The bleeding time was prolonged, the beam arm test was positive, the blood clot contraction was poor, platelet adhesion and aggregation function were weakened, and the life of the 51Cr or 111In labeled platelets was shortened.


Differential diagnosis

The difference between thrombocytopenic purpura and leukemia

The number of normal platelets in the blood is 300,000/cm 3 , which can be reduced to 40,000 to 50,000 when the disease is sick. When the number of platelets drops to 20,000, the patient may have gastrointestinal bleeding, intracranial hemorrhage, hematuria, etc., which is life-threatening. .

The typical symptoms of thrombocytopenia are hemorrhage. In the early stage of the disease, the skin will have needle-like red spots, which will develop into massive thrombocytopenic purpura. The size of the purpura varies from small to soy, and large can reach the palm. So big. The site of thrombocytopenic purpura is generally in the parts of the skin where the skin is relatively loose, such as the neck, around the eyes, lower limbs, etc., accompanied by swelling and pain, and severe purple spots appear in the oral mucosa.

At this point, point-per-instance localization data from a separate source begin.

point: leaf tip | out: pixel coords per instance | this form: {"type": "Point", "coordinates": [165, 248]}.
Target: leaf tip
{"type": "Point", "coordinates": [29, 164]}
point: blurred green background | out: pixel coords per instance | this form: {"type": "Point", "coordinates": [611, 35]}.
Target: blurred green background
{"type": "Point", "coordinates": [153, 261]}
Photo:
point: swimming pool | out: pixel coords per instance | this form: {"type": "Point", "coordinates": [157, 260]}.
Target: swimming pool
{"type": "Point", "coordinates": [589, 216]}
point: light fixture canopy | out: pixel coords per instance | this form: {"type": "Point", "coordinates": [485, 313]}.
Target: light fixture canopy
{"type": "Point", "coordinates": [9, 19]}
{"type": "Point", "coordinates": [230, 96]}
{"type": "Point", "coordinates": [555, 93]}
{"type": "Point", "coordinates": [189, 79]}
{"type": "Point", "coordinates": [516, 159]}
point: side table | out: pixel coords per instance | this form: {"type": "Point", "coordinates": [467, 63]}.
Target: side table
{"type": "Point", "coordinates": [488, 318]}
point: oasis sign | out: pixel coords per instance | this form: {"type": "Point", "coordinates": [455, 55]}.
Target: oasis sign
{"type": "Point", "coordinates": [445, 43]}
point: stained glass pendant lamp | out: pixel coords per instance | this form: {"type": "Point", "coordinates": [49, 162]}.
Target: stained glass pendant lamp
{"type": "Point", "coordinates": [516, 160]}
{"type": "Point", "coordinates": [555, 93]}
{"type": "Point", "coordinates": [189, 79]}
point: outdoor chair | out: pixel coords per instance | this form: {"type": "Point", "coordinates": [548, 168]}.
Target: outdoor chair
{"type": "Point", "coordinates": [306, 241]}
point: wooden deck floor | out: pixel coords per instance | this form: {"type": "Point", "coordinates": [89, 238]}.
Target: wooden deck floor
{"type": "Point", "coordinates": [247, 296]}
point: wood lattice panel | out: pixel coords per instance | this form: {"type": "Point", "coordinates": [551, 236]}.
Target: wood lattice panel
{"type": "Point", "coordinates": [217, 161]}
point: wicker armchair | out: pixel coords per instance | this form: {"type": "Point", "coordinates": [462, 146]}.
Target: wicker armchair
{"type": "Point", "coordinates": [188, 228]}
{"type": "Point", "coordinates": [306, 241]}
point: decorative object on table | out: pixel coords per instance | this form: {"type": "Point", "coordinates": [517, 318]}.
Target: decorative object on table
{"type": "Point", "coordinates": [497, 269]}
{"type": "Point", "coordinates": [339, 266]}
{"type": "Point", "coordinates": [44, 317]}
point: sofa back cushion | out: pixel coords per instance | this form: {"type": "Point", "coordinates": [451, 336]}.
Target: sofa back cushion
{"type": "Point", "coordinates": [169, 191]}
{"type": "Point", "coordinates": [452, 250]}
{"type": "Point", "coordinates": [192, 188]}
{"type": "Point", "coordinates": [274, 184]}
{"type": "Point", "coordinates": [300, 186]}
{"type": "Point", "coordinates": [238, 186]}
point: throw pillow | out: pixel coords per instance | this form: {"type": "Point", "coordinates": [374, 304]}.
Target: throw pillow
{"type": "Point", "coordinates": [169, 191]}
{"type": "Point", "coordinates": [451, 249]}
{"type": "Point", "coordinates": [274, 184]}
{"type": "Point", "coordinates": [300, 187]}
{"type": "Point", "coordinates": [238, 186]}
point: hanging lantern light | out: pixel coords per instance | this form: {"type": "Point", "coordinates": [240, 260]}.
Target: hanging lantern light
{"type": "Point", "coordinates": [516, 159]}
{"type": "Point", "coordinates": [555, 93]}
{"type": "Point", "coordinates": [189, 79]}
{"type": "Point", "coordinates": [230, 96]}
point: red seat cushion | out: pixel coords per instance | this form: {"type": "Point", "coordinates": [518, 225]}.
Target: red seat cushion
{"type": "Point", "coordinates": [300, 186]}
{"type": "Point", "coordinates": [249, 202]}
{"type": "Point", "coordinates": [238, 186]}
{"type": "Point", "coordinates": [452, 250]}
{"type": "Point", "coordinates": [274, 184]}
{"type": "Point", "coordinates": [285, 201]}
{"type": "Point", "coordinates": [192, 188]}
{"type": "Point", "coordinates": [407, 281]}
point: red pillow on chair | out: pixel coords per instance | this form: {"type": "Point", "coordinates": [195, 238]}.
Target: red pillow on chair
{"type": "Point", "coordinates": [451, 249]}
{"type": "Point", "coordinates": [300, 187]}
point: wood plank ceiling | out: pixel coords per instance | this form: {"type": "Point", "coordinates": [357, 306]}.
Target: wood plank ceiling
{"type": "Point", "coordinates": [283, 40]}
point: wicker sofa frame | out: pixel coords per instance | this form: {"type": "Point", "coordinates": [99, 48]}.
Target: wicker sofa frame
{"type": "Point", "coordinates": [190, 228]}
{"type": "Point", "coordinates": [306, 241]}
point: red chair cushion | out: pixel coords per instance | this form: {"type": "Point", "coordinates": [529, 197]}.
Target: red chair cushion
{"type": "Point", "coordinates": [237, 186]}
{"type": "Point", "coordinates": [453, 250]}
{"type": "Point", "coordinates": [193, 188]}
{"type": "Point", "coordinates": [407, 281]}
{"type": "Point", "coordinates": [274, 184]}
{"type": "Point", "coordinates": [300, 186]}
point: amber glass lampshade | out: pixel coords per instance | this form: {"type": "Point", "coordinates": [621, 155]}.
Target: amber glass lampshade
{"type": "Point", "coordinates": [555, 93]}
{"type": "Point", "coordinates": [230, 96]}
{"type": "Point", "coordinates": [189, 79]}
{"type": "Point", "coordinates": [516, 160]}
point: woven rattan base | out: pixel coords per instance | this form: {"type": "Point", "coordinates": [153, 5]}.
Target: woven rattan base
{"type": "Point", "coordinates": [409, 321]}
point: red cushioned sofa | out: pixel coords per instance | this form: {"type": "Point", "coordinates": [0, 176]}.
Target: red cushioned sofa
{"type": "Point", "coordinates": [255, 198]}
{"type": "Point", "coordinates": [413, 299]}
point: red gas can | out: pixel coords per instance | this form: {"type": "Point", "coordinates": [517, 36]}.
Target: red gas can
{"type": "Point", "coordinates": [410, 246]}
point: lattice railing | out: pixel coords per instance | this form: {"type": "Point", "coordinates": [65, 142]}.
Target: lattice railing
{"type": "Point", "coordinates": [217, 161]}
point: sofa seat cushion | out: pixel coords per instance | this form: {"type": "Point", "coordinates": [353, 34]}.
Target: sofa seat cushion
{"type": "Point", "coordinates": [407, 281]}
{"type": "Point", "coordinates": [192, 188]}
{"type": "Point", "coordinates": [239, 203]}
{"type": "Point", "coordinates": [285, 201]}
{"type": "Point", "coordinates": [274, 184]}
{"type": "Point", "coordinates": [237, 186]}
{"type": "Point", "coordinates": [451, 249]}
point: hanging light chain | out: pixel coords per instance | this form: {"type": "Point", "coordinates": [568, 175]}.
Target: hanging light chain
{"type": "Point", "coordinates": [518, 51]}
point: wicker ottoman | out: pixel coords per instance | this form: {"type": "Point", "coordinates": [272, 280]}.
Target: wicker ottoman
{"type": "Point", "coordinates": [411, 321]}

Thrombocytopenic purpura is similar to some of the symptoms of leukemia. Some patients believe that thrombocytopenic purpura is a quasi-leukemia, and the psychological stress is very high. Experts explained that it is currently believed that purpura is caused by abnormal thrombocytopenia due to simple thrombocytopenia, and thrombocytopenia and coagulation abnormality are only one of the symptoms of leukemia. Leukocytes and red blood cells in leukemia patients are not normal. They are completely different.

Diagnostic criteria

1, multiple tests to check the reduction of platelet count.

2. The number of megakaryocytes in the bone marrow examination is increased or normal, and there are mature obstacles.

3. The spleen does not increase or only slightly increases.

4, the following five points should have any point

(1) Prednisone treatment is effective.

(2) effective spleen treatment

(3) Increase in PalgG.

(4) Increased PAC. Platelet life is shortened. Exclude secondary thrombocytopenia.

Acute ITP platelets are significantly reduced, usually less than 20 x 10^9/L. Chronic ITP multiple tests for thrombocytopenia, mostly (30 ~ 80) × 10 ^ 9 / L.